When I took my Associates exam I was very fortunate that my teacher, who will always be my teacher and mentor, helped teach me to teach. She gave us opportunities to actually run classes, because sure, all of us can memorize the textbook, but lets be honest it is a completely useless skill when it comes to teaching a three year old how to stand in first position, or an adult how to execute an extended highcut. We are not robots. We are coaches, mentors, we encourage, we inspire, we challenge, and we help our dancers understand that venturing into scary, unknown territory is okay!

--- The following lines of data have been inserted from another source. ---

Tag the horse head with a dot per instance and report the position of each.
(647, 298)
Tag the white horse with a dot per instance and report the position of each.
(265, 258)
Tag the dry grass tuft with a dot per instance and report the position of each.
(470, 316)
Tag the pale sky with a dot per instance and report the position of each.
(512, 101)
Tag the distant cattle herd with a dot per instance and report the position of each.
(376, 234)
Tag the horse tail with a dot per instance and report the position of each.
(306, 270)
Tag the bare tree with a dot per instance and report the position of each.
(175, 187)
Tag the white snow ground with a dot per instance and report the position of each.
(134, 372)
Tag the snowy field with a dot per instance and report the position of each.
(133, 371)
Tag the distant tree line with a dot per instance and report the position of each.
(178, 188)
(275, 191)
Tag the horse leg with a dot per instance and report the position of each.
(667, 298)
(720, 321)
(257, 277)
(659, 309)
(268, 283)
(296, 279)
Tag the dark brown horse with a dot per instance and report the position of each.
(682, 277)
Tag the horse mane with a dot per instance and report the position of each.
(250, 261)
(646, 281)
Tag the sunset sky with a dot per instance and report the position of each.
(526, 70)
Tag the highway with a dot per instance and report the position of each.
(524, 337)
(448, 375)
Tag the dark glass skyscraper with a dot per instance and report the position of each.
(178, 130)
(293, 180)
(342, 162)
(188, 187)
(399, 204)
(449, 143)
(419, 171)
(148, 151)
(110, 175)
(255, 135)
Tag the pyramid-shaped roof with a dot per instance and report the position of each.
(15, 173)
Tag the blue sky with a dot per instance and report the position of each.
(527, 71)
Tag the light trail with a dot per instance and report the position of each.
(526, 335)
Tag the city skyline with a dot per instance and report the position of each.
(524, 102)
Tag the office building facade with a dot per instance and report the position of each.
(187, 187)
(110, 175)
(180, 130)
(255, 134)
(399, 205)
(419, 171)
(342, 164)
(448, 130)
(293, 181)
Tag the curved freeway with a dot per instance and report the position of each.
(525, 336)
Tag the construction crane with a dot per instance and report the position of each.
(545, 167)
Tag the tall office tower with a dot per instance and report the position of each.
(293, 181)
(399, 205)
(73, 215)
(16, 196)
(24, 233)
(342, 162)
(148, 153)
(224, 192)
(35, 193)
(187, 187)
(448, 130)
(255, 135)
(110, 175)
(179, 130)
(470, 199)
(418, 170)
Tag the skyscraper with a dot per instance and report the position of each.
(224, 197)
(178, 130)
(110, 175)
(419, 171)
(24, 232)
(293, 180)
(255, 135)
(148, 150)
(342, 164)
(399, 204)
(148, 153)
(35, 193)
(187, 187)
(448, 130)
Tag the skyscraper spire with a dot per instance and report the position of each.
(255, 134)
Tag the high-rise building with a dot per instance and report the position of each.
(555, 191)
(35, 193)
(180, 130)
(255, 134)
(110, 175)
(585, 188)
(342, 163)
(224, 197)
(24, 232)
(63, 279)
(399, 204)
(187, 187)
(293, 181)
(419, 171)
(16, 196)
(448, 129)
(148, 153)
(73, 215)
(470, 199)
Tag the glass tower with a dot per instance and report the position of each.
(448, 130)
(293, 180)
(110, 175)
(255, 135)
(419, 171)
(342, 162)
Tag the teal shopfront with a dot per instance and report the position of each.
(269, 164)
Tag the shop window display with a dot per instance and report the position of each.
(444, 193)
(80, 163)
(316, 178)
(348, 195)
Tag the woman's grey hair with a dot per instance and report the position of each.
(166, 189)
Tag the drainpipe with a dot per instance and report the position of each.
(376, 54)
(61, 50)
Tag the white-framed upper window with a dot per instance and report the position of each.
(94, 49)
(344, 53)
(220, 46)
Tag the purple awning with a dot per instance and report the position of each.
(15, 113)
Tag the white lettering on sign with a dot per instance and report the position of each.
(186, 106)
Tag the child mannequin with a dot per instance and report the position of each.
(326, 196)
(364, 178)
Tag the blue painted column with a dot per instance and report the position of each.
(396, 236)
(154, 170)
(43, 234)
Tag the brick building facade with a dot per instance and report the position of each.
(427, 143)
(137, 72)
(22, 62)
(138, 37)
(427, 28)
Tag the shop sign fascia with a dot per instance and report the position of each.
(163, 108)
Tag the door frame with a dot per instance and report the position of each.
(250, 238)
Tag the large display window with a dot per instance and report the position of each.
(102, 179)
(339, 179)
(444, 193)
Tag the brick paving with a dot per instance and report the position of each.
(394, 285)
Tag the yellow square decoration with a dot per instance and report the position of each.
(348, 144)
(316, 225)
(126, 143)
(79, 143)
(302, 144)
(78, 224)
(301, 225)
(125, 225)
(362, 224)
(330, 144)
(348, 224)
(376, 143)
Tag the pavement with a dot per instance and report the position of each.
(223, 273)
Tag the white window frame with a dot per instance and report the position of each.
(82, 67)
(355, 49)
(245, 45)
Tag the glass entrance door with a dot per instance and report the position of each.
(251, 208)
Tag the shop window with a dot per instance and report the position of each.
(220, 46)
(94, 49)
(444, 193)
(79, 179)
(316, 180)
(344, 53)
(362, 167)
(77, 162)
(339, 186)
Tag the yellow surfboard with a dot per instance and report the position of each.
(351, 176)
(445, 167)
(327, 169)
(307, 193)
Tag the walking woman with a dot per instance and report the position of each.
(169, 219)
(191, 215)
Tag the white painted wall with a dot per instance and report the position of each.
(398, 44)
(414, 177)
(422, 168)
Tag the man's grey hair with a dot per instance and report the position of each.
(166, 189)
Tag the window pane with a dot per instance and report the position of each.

That being said I have always been adamant that any of our Associates candidates must have a basic comfort level with teaching all levels and ages of dancers. This year's candidates are Robyn, Holly and Simone. They each have a class they are primarily assigned to and more or less run with my supervision. This means that they have been gaining the necessary technical knowledge required to teach the levels they are working with. They know the dances/steps, they can perform them, explain them, teach them, and workshop them.
This process is critical to their development as quality teachers. It enables them to learn how to use "theory speak" in a real world setting, that is to say that they can teach a step in a technical manner but still in layman's terms. The Associates exam is largely based on verbal explanations of steps, introductions, movements. While a dancer may be able to describe a step verbatim, they may not have the experience in actually teaching it. When our TA's are ready to take their Associates, they are already teachers in their own right. All they are doing is taking the necessary formal examination that certifies them through our organization with their professional designation. Think of it like university; they have done their coursework and are ready for their finals and graduation.
We all encourage any dancer who is interested and inspired to become a TA to let us know so that we can help create a path and journey for them to be successful in their goals. Nothing is more rewarding than watching a student perform a full dance to the music for the first time knowing you helped get them to that point. Teaching is probably the most rewarding thing that I do, and teaching dancers to become teachers is even more rewarding!